Controlled Tripping of Overheated Lines Mitigates Power Outages

TL;DR

This study demonstrates that controlled intentional tripping of overheated power lines can significantly reduce the extent of outages during fast blackout cascades in large power grids, highlighting a potential emergency mitigation strategy.

Contribution

The paper introduces an analysis of how the order of line tripping affects cascade severity and evaluates heuristics for optimal tripping to minimize damage during power grid failures.

Findings

Order of tripping lines greatly influences outage size.

Heuristics based on current grid state can improve mitigation.

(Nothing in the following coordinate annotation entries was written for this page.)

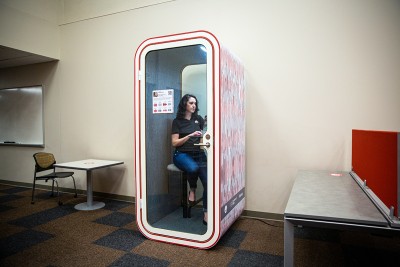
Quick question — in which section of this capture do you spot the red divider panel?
[352,130,399,217]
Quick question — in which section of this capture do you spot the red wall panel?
[352,130,399,216]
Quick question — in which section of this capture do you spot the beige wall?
[0,0,400,216]
[0,0,62,59]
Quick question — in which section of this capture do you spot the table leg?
[75,170,105,210]
[283,219,294,267]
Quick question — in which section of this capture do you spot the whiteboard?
[0,86,44,147]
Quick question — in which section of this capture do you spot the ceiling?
[0,45,56,69]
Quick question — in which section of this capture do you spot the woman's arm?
[171,131,201,147]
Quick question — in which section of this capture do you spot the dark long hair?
[176,94,199,119]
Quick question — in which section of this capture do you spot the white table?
[54,159,124,210]
[284,171,394,266]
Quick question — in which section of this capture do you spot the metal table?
[54,159,124,210]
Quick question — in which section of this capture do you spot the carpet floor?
[0,184,400,266]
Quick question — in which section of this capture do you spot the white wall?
[0,0,400,213]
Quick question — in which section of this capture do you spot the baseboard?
[0,180,283,221]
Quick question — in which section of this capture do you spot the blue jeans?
[173,150,207,211]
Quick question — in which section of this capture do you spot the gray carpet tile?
[0,229,53,258]
[219,228,246,248]
[94,229,146,251]
[94,213,135,227]
[8,205,76,228]
[0,205,13,212]
[0,195,23,203]
[228,250,283,267]
[110,253,169,267]
[102,199,132,211]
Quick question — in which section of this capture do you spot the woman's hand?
[189,131,202,137]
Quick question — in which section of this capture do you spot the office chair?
[31,152,78,205]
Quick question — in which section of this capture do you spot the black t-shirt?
[172,115,204,152]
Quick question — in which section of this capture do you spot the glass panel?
[145,45,207,235]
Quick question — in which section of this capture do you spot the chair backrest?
[33,152,56,172]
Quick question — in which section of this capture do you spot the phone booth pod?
[134,31,245,249]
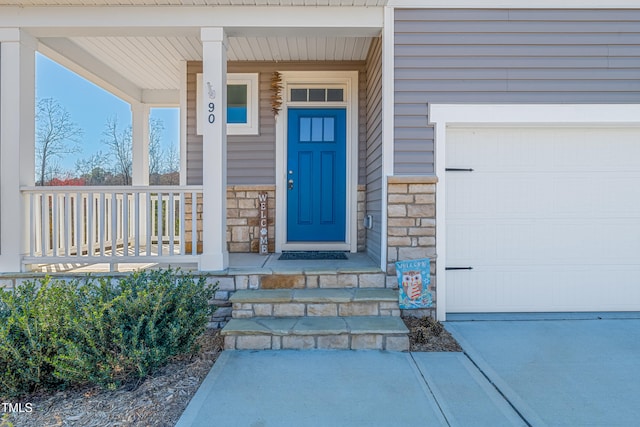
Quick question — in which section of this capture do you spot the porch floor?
[32,252,380,274]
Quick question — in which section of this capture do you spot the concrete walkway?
[177,350,524,427]
[446,313,640,427]
[177,313,640,427]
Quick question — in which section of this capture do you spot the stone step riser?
[233,301,400,319]
[258,272,388,289]
[224,334,409,351]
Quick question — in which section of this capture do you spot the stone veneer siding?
[185,185,367,253]
[387,176,438,318]
[227,185,276,253]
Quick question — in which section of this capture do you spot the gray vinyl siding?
[394,9,640,175]
[361,38,383,263]
[187,61,366,185]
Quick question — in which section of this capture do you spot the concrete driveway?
[177,313,640,427]
[446,313,640,426]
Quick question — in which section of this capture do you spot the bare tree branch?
[36,98,83,185]
[102,116,133,185]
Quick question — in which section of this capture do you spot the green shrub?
[0,277,74,396]
[0,269,215,396]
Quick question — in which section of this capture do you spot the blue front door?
[287,108,347,242]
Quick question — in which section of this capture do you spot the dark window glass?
[309,89,326,102]
[291,89,307,102]
[227,85,247,124]
[327,89,344,101]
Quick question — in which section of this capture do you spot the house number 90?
[209,102,216,123]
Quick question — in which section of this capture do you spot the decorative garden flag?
[396,258,433,309]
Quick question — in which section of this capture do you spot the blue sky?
[36,54,180,171]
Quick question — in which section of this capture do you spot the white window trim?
[276,71,358,252]
[429,104,640,321]
[196,73,260,135]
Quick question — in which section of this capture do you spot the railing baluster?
[158,193,164,256]
[111,192,118,257]
[178,193,186,255]
[50,193,58,256]
[133,192,140,256]
[122,192,129,256]
[41,193,49,256]
[146,193,153,256]
[167,192,176,255]
[21,186,202,264]
[86,193,94,257]
[191,191,198,255]
[28,193,36,257]
[76,193,84,257]
[64,193,71,257]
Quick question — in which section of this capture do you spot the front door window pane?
[227,85,247,124]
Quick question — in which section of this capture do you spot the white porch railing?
[22,186,202,264]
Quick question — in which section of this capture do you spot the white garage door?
[445,127,640,313]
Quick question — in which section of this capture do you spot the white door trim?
[429,104,640,321]
[276,71,358,252]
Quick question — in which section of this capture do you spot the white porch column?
[131,102,153,251]
[131,103,151,185]
[0,28,36,272]
[198,28,229,270]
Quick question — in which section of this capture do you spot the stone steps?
[222,316,409,351]
[229,288,400,319]
[222,288,409,351]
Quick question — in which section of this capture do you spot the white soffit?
[0,0,387,6]
[58,36,371,90]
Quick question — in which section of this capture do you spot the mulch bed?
[0,330,223,427]
[402,317,462,351]
[0,317,462,427]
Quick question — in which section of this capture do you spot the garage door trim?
[429,104,640,321]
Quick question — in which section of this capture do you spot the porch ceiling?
[39,34,371,106]
[5,0,387,6]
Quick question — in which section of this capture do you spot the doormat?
[278,251,348,261]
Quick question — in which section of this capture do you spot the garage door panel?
[447,266,640,312]
[445,127,640,312]
[447,219,640,266]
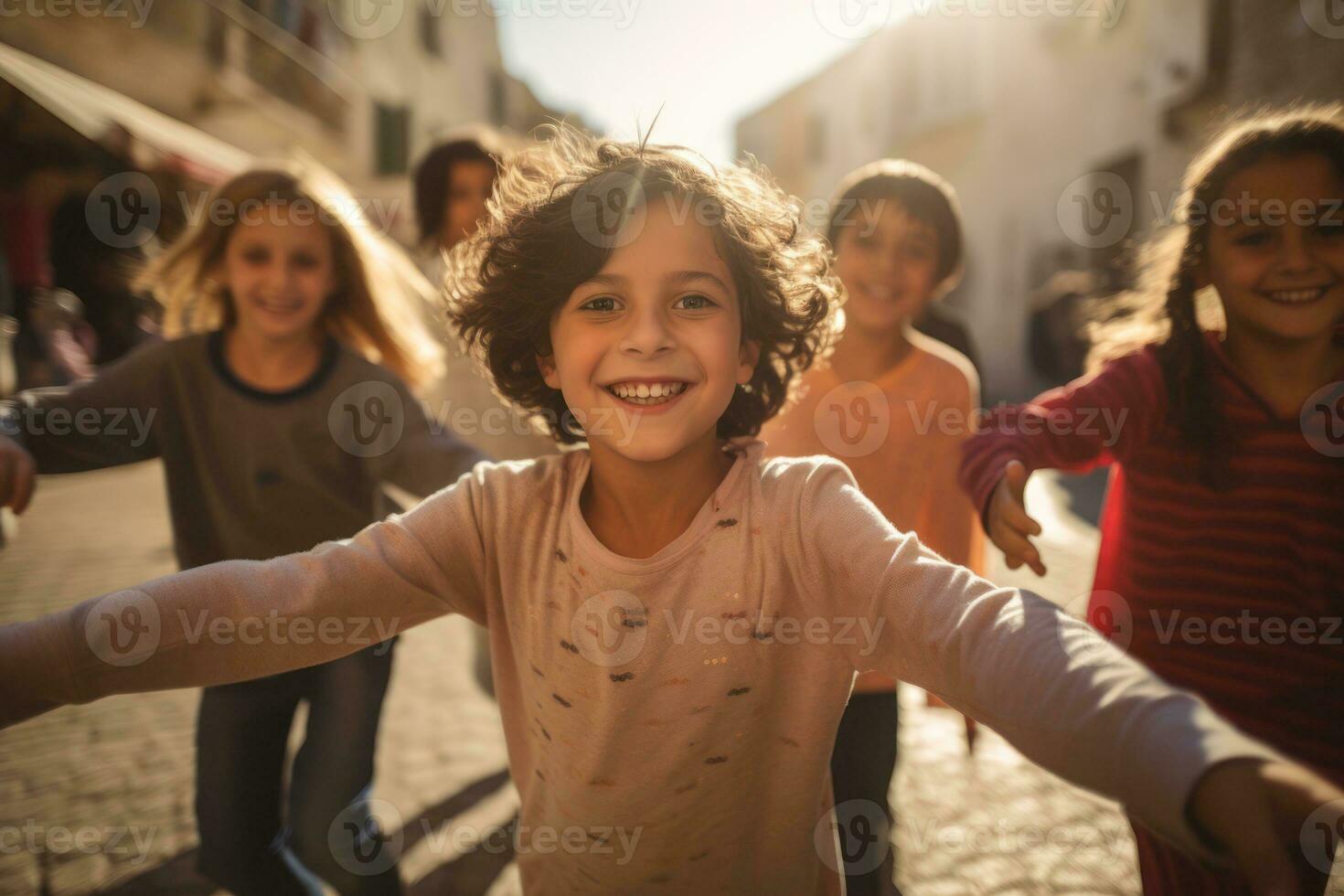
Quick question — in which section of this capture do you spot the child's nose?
[1278,226,1316,272]
[621,307,675,355]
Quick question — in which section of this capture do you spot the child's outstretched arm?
[960,352,1167,575]
[0,464,489,727]
[786,462,1344,893]
[0,336,172,513]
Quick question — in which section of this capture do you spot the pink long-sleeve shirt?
[0,439,1278,895]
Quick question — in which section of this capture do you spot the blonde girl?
[0,168,480,893]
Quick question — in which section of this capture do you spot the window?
[488,71,507,125]
[374,101,411,175]
[806,112,827,163]
[420,4,443,58]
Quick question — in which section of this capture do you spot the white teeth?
[607,383,686,404]
[1270,287,1325,304]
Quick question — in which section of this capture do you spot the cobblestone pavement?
[0,464,1333,896]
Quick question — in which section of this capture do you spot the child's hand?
[1189,759,1344,896]
[987,461,1046,575]
[0,435,37,513]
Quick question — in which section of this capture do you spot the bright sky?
[493,0,891,161]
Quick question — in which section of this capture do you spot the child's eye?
[1316,218,1344,240]
[677,293,718,312]
[580,295,615,312]
[1236,229,1270,246]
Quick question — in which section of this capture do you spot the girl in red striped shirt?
[961,106,1344,896]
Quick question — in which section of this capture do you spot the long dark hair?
[1090,103,1344,487]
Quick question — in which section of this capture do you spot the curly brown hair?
[445,123,843,444]
[1089,103,1344,489]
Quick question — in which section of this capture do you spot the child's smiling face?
[223,211,336,340]
[538,198,760,461]
[1199,155,1344,340]
[836,198,938,332]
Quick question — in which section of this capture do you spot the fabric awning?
[0,43,252,183]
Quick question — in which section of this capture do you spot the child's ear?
[1190,252,1213,293]
[534,355,560,389]
[738,338,761,383]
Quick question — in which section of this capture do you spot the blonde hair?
[135,160,443,384]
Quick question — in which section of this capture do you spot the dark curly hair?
[1089,103,1344,489]
[446,123,841,443]
[411,129,504,243]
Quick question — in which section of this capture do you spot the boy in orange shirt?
[761,158,983,896]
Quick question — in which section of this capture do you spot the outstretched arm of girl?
[0,464,485,727]
[960,352,1167,575]
[789,461,1344,893]
[0,343,171,513]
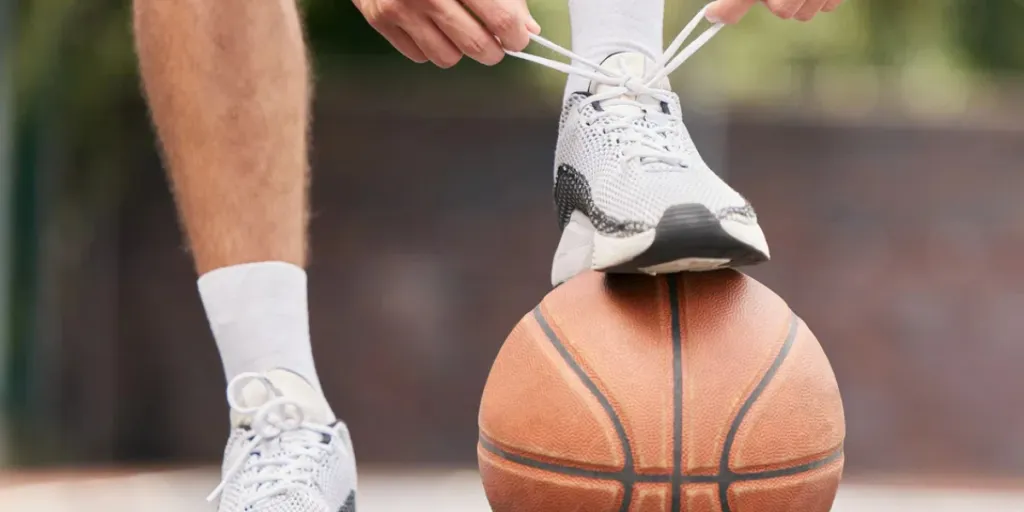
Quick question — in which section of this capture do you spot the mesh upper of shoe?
[218,428,355,512]
[555,88,755,227]
[509,7,757,233]
[209,371,356,512]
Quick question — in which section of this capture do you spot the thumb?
[522,1,541,35]
[706,0,760,24]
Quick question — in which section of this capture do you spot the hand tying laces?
[207,374,342,508]
[507,6,724,167]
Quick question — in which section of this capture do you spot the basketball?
[477,270,846,512]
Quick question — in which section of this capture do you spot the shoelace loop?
[507,6,725,167]
[207,374,338,508]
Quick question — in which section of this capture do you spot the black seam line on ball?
[479,307,844,512]
[534,305,634,512]
[718,313,800,512]
[479,435,843,486]
[665,275,683,511]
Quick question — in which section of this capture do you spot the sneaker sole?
[551,205,770,285]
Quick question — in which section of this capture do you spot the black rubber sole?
[602,205,768,273]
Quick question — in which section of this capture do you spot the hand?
[353,0,541,68]
[708,0,843,24]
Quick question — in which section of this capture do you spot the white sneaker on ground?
[209,370,356,512]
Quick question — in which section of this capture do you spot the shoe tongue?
[231,370,335,427]
[590,52,672,114]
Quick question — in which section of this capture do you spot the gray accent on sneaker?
[605,204,768,273]
[555,164,653,237]
[338,490,355,512]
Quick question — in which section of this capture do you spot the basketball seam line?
[665,275,685,512]
[718,313,800,512]
[534,304,634,512]
[479,301,844,512]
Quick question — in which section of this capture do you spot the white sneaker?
[208,370,356,512]
[510,6,770,286]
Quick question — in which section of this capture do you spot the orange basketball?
[477,270,846,512]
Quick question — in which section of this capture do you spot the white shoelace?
[207,374,340,509]
[507,6,725,167]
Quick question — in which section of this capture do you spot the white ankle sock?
[565,0,665,98]
[199,261,322,392]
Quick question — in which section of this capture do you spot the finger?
[463,0,540,51]
[402,16,462,69]
[433,2,505,66]
[707,0,760,24]
[821,0,843,12]
[793,0,827,22]
[765,0,804,19]
[375,25,429,63]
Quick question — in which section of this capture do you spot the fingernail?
[526,16,541,35]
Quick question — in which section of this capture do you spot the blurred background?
[0,0,1024,511]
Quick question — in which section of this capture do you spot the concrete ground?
[0,469,1024,512]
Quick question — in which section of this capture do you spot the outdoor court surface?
[0,469,1024,512]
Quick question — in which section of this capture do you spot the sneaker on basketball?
[511,11,769,285]
[209,370,356,512]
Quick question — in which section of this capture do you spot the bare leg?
[135,0,309,273]
[134,0,319,392]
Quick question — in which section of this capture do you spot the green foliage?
[952,0,1024,72]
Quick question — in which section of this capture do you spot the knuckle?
[374,0,401,22]
[768,0,801,19]
[490,8,518,33]
[434,53,462,70]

Controlled tripping can significantly reduce blackout damage.

Abstract

We study the evolution of fast blackout cascades in the model of the Polish (transmission) power grid (2700 nodes and 3504 transmission lines). The cascade is initiated by a sufficiently severe initial contingency tripping. It propagates via sequential trippings of many more overheated lines, islanding loads and generators and eventually arriving at a fixed point with the surviving part of the system being power-flow-balanced and the rest of the system being outaged. Utilizing an improved form of the quasi-static model for cascade propagation introduced in our earlier study (Statistical Classification of Cascading Failures in Power Grids, IEEE PES GM 2011), we analyze how the severity of the cascade depends on the order of tripping overheated lines. Our main observation is that the order of tripping has a tremendous effect on the size of the resulting outage. Finding the "best" tripping, defined as causing the least damage, constitutes a difficult dynamical optimization problem, whose solution is most likely computationally infeasible. Instead, here we study performance of a number of natural heuristics, resolving the next switching decision based on the current state of the grid. Overall, we conclude that controlled intentional tripping is advantageous in the situation of a fast developing extreme emergency, as it provides significant mitigation of the resulting damage.